Abstract: Bacteria are arguably the simplest form of life; and yet, as multi-cellular collectives, they perform complex functions critical to environment, food, health, and industry. What principles govern how complex behaviors emerge in bacterial collectives? And how can we harness them to control bacterial behavior? In this talk, I will describe my group's work addressing this question using tools from soft matter engineering, 3D imaging, and biophysical modeling. We have developed the ability to (i) directly visualize bacteria from the scale of a single cell to that of an entire multi-cellular collective, (ii) 3D-print precisely structured collectives, and (iii) model their large-scale motion and growth in complex environments. I will describe how, using this approach, we are developing new ways to predict and control how bacterial collectives — and potentially other forms of "active matter" — spread large distances, adapt shape to resist perturbations, and self-regulate growth to access more space by processing chemical information in their local environments.

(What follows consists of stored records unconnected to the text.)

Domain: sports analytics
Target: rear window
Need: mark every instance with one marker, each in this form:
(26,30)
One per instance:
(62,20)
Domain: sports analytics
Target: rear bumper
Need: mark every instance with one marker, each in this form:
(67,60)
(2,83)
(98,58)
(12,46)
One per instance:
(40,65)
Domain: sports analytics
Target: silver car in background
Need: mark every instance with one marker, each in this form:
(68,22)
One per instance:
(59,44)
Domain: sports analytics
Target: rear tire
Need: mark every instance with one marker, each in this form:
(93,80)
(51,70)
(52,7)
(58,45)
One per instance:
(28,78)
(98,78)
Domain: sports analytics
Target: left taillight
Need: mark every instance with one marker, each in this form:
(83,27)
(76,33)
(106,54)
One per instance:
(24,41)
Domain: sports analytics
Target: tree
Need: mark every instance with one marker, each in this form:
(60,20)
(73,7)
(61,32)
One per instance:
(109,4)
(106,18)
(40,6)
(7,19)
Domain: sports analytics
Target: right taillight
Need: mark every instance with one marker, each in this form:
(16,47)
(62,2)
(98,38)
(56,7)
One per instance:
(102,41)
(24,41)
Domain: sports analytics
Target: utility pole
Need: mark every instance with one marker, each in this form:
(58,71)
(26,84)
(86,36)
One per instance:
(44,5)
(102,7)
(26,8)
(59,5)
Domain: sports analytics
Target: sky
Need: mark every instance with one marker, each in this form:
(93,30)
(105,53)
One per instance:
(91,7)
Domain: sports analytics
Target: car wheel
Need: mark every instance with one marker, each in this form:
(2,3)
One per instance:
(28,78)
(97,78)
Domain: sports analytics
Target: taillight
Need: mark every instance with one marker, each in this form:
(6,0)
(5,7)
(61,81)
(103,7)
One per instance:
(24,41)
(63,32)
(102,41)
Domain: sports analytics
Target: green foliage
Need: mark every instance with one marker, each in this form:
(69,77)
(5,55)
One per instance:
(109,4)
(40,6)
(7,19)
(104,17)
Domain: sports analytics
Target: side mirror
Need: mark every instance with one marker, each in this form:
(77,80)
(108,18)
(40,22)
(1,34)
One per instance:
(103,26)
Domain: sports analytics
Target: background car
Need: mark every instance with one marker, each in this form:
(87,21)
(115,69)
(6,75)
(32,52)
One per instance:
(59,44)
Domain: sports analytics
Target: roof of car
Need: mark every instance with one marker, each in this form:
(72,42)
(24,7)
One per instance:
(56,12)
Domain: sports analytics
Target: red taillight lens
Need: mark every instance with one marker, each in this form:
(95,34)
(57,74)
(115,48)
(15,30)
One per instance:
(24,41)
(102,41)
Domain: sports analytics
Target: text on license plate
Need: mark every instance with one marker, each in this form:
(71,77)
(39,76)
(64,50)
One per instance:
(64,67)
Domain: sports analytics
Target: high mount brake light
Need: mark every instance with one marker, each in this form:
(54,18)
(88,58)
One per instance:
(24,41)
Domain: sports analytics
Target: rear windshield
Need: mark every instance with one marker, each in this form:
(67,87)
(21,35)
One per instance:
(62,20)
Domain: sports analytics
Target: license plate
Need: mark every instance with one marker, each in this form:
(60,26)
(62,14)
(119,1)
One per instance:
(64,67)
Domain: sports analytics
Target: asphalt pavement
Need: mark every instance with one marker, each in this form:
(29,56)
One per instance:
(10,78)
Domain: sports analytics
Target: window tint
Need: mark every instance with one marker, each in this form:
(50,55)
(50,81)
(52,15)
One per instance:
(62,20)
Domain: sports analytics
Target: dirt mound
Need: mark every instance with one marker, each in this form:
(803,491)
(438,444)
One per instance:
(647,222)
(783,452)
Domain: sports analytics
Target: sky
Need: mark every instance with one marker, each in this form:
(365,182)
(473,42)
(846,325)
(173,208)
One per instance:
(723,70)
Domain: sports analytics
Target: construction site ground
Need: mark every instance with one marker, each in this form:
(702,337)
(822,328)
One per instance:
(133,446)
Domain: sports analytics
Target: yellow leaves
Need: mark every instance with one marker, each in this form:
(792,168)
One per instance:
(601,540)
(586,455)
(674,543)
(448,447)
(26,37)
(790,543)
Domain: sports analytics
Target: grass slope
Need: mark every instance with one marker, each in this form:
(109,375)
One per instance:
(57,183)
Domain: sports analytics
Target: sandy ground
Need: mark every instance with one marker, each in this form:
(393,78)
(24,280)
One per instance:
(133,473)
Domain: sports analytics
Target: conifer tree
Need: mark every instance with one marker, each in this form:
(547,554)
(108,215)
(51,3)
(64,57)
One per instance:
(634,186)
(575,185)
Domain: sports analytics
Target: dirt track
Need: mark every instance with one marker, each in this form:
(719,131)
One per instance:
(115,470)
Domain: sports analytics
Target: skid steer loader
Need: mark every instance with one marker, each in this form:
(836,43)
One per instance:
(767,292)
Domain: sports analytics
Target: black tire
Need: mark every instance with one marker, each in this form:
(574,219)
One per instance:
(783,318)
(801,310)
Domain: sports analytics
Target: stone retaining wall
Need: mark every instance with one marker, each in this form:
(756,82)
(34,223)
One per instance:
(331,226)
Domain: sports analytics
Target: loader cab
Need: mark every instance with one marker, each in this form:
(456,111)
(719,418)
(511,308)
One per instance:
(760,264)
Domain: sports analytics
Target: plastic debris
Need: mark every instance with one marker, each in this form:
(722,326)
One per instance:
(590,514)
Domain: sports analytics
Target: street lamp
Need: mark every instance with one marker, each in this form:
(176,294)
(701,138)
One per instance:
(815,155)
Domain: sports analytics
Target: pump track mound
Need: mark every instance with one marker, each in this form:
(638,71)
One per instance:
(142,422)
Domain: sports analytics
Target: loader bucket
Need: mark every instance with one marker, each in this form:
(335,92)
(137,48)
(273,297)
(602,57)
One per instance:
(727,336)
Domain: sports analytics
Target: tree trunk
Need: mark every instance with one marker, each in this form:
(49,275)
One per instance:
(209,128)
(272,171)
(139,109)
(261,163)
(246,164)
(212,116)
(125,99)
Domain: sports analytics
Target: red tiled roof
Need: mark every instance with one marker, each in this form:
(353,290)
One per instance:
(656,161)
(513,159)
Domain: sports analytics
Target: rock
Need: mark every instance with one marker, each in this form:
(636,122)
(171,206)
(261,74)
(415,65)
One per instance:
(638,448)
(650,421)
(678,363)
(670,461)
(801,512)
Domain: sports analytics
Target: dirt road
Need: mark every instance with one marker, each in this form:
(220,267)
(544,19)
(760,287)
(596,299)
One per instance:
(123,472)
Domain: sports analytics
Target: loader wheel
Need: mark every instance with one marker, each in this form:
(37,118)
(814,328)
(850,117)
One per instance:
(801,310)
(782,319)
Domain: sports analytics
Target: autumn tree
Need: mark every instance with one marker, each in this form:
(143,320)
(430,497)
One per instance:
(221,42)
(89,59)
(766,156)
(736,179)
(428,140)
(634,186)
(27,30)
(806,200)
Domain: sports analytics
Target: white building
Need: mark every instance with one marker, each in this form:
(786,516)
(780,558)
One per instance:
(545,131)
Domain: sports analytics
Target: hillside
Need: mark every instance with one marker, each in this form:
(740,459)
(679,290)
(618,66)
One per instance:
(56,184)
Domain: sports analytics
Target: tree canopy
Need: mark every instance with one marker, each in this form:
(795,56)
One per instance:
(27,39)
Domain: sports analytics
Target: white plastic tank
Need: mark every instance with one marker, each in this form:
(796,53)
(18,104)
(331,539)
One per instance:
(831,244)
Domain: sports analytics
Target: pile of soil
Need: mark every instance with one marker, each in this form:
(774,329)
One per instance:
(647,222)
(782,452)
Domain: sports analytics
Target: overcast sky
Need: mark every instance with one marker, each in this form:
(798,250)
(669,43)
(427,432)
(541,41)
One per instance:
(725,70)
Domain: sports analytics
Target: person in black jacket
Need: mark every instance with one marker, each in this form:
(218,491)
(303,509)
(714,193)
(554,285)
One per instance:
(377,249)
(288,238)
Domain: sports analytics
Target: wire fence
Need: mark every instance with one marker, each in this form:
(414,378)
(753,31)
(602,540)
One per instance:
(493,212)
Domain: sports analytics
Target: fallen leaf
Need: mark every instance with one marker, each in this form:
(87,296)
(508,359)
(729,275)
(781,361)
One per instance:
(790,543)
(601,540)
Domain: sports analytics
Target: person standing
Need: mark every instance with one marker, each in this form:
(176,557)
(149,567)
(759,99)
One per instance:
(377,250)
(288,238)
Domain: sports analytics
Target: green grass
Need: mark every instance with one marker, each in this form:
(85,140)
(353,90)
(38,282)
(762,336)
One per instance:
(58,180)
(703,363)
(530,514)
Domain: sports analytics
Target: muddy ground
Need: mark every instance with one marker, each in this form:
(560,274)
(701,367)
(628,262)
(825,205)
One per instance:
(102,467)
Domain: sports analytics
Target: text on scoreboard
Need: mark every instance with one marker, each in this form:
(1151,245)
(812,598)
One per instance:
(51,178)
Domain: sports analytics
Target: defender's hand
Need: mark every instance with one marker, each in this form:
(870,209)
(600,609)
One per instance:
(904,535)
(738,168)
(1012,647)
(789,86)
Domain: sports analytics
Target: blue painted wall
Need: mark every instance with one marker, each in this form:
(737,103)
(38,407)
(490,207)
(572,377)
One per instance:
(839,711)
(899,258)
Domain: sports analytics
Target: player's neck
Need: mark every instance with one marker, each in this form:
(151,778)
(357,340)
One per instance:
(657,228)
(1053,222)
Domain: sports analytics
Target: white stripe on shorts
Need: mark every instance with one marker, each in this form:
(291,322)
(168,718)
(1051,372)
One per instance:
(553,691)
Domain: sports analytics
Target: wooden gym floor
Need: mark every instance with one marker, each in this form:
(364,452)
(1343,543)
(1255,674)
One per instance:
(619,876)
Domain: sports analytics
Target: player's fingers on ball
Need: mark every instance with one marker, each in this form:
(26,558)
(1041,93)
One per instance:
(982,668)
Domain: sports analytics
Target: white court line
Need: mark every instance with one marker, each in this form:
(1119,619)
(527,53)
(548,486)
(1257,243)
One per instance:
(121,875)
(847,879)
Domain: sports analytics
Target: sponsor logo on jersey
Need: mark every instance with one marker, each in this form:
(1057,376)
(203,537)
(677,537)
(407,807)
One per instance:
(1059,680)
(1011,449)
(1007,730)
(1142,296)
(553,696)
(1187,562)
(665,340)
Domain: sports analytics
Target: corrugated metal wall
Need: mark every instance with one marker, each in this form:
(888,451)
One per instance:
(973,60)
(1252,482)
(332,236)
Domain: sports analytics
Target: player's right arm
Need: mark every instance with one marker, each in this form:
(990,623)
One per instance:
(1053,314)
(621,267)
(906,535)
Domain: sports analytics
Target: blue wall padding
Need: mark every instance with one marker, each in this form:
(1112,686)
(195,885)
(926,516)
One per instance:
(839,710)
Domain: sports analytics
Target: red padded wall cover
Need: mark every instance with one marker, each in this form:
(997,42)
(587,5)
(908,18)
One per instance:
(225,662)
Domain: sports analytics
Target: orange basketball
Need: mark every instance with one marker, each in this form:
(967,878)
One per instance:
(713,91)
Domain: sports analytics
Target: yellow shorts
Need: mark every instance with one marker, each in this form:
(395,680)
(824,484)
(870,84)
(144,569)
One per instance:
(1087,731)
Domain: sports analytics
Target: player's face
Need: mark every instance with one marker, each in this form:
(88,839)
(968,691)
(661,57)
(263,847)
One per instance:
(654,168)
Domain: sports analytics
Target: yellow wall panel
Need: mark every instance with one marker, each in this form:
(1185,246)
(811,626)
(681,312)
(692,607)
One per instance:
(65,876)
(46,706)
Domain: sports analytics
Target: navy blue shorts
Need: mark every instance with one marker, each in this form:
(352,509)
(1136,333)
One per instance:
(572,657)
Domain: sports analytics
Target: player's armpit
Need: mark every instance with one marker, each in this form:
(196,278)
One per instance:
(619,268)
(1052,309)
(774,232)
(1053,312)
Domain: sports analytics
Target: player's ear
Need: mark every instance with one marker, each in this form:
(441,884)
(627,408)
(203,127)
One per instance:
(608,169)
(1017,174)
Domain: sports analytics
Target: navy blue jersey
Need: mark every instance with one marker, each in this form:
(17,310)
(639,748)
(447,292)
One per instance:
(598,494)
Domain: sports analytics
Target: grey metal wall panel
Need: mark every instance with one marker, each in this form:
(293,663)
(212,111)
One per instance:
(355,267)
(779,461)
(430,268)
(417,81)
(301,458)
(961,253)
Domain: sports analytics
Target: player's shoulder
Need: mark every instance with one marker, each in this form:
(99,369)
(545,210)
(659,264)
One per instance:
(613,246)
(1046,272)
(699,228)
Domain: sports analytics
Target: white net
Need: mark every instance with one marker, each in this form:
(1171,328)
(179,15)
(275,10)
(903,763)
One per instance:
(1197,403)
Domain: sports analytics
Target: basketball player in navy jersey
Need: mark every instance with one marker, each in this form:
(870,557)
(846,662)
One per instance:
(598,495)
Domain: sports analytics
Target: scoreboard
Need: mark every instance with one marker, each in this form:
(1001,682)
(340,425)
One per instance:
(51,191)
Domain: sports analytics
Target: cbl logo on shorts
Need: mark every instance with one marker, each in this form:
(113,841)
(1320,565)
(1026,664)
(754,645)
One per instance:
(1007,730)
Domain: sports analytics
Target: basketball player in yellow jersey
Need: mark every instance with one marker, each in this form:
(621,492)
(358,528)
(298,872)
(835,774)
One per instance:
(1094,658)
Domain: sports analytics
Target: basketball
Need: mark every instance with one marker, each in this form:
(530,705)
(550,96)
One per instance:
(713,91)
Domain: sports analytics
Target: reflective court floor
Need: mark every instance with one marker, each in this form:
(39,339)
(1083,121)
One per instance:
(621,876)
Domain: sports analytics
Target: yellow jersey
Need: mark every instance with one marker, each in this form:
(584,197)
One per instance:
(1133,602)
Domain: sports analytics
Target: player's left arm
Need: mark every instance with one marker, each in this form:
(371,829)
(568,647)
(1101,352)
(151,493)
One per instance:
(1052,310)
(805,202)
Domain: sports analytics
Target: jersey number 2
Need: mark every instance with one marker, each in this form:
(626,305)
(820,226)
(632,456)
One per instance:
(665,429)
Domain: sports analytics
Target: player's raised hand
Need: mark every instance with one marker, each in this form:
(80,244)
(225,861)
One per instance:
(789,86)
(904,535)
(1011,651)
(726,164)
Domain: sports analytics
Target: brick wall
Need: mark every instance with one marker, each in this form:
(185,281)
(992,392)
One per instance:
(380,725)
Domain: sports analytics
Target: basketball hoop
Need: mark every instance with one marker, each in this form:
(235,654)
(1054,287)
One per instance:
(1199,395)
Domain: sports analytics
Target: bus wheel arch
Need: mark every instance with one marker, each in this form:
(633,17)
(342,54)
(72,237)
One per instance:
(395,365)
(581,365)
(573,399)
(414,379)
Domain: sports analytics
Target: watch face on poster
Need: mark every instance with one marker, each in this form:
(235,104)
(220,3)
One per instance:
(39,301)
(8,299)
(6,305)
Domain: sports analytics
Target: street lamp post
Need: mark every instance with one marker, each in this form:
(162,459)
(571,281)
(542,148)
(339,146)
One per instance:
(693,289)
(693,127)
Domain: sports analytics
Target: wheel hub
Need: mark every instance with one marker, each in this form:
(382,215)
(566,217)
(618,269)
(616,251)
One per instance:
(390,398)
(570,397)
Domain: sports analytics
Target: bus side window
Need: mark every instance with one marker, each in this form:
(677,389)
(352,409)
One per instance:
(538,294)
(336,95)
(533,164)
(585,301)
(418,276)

Bio: Sujit Datta is a Professor of Chemical Engineering, Bioengineering, and Biophysics at the California Institute of Technology (Caltech), where he moved in September 2024. He was previously on the faculty at Princeton, where he started as Assistant Professor of Chemical and Biological Engineering in 2017, and then was promoted to Associate Professor and Director of Graduate Studies in 2023. Sujit earned a BA in Mathematics and Physics and an MS in Physics in 2008 from the University of Pennsylvania, and then a PhD in Physics in 2013 from Harvard, where he studied fluid dynamics and instabilities in soft and disordered media with Dave Weitz. His postdoctoral training was in Chemical Engineering at Caltech, where he studied the biophysics of the gut with Rustem Ismagilov. Sujit's lab studies the dynamics, self-organization, and applications of soft (“squishy”) and living systems—complex fluids, gels, and bacterial communities/active matter—in complex environments, motivated by challenges in biotechnology, energy, environment, and medicine. His scholarship has been recognized by awards from a broad range of different communities, reflecting its multidisciplinary nature, including through the AIChE Allan Colburn and 35 Under 35 Awards, ACS Unilever Award, Camille Dreyfus Teacher-Scholar Award, three awards from the APS (Early Career Award in Biological Physics, Andreas Acrivos Award in Fluid Dynamics, and the Apker Award), the Arthur Metzner of the Society of Rheology, Pew Biomedical Scholar Award, NSF CAREER Award, and multiple commendations for teaching.